After day-long protests yesterday (Feb. 16) drew as many as 30,000 people in Madison, hundreds of Wisconsin workers, students and allies camped out last night in the Capitol Rotunda as a hearing on Gov. Scott Walker’s budget bill that eliminates collective bargaining rights for nearly all of the state’s public service workers went past midnight.
The state Senate is set to vote on the bill today. It was approved last night by the Joint Finance Committee on a straight party line vote with all Republicans backing the attack on worker’s rights. Today thousands workers and their supporters from around the state enter the third day of a massive protest against Walker’s plan.
In a statement, the Super Bowl Champion Green Bay Packers said:
As a publicly owned team we wouldn’t have been able to win the Super Bowl without the support of our fans. … They are the teachers, nurses and child care workers who take care of us and our families. But now in an unprecedented political attack Governor Walker is trying to take away their right to have a voice and bargain at work.
The right to negotiate wages and benefits is a fundamental underpinning of our middle class. When workers join together it serves as a check on corporate power and helps ALL workers by raising community standards. Wisconsin’s long standing tradition of allowing public sector workers to have a voice on the job has worked for the state since the 1930s. It has created greater consistency in the relationship between labor and management and a shared approach to public work.
These public workers are Wisconsin’s champions every single day and we urge the Governor and the State Legislature to not take away their rights.
Meanwhile in Ohio, where Gov. John Kasich is mirroring Walker’s assault on workers with similar legislation to strip collective bargaining rights from teachers, EMTs and other public workers, thousands of workers will rally against the bill in Columbus today.
Last night in Madison as the crowds stayed far into the night outside the Capitol too, Democratic state Rep. Cory Mason said:
This is the most anti-worker legislation in Wisconsin history. We are here tonight to tell Gov. Walker that this proposal has gone too far. Brothers and sisters, this is the fight of our generation. This is the moment to transcend party politics and do what is right by the hard working people who voted you in office.
The Wisconsin battle has drawn national attention and President Obama weighed in yesterday saying Walker’s plan looked less like an attempt to fix the state’s budget deficit but rather “it seems like more of an assault on unions.”
I think it’s very important for us to understand that public employees, they’re our neighbors, they’re our friends. These are folks who are teachers and they’re firefighters and they’re social workers and they’re police officers. They make a lot of sacrifices and make a big contribution. And I think it’s important not to vilify them or to suggest that somehow all these budget problems are due to public employees.
Also Secretary of Education Arne Duncan urged Walker to work with the unions not “antagonize” them. He said he plans to call Walker today.
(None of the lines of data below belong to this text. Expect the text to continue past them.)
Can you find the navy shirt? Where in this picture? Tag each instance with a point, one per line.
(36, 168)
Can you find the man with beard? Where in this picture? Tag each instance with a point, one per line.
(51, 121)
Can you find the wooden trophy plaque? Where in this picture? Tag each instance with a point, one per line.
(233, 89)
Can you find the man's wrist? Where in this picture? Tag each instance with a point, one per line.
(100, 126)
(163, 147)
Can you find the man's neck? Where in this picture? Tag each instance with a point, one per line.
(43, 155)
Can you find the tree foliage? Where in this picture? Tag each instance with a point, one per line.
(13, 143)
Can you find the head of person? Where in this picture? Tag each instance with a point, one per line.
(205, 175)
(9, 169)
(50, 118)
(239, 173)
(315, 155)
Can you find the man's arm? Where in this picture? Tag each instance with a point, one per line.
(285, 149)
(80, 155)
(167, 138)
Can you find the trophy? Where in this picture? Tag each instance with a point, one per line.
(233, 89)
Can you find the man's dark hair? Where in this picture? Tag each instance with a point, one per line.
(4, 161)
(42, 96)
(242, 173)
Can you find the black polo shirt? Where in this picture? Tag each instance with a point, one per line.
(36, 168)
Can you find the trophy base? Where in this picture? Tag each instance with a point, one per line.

Wisconsin workers are also receiving support for religious leaders. Milwaukee Archbishop Jerome E. Listecki on Wednesday said in a letter to lawmakers there is a ”moral obligation each of us has to respect the legitimate rights of workers.”
Walker has longed claimed his attack on workers is strictly a budget matter and has falsely blamed workers and their unions for state’s economic problems. Listecki wrote that it is a “mistake to marginalize or dismiss unions as impediments to economic growth.”
As Pope John Paul II wrote in 1981 “a union remains a constructive force of social order and solidarity. And it is impossible to ignore it.”
In a statement issued yesterday—Stop Attacking Workers— Interfaith Worker Justice (IWJ) said:
Our religious traditions insist that workers, as human beings with inherent dignity, have the right to form associations to improve their conditions at work. Statements issued by a wide array of … faith bodies support the right of workers to organize and bargain with their employers over wages, benefits, and a voice on the job.
Rabbi Reníƒ©e Bauer, Director of the Interfaith Coalition for Worker Justice of South Central Wisconsin, said Walker’s bill “is an affront to the human dignity of public sector workers.”
As a religious leader I recognize this as a moral crisis. Jewish tradition makes protecting the weak from exploitation by the mighty, treating laborers fairly and recognizing their rights to organize a religious obligation.
My tradition is not alone in this call. All religions believe in justice. Now is the time for all of us to live out our faith by raising our voices to protect the rights of workers in Wisconsin and throughout the country.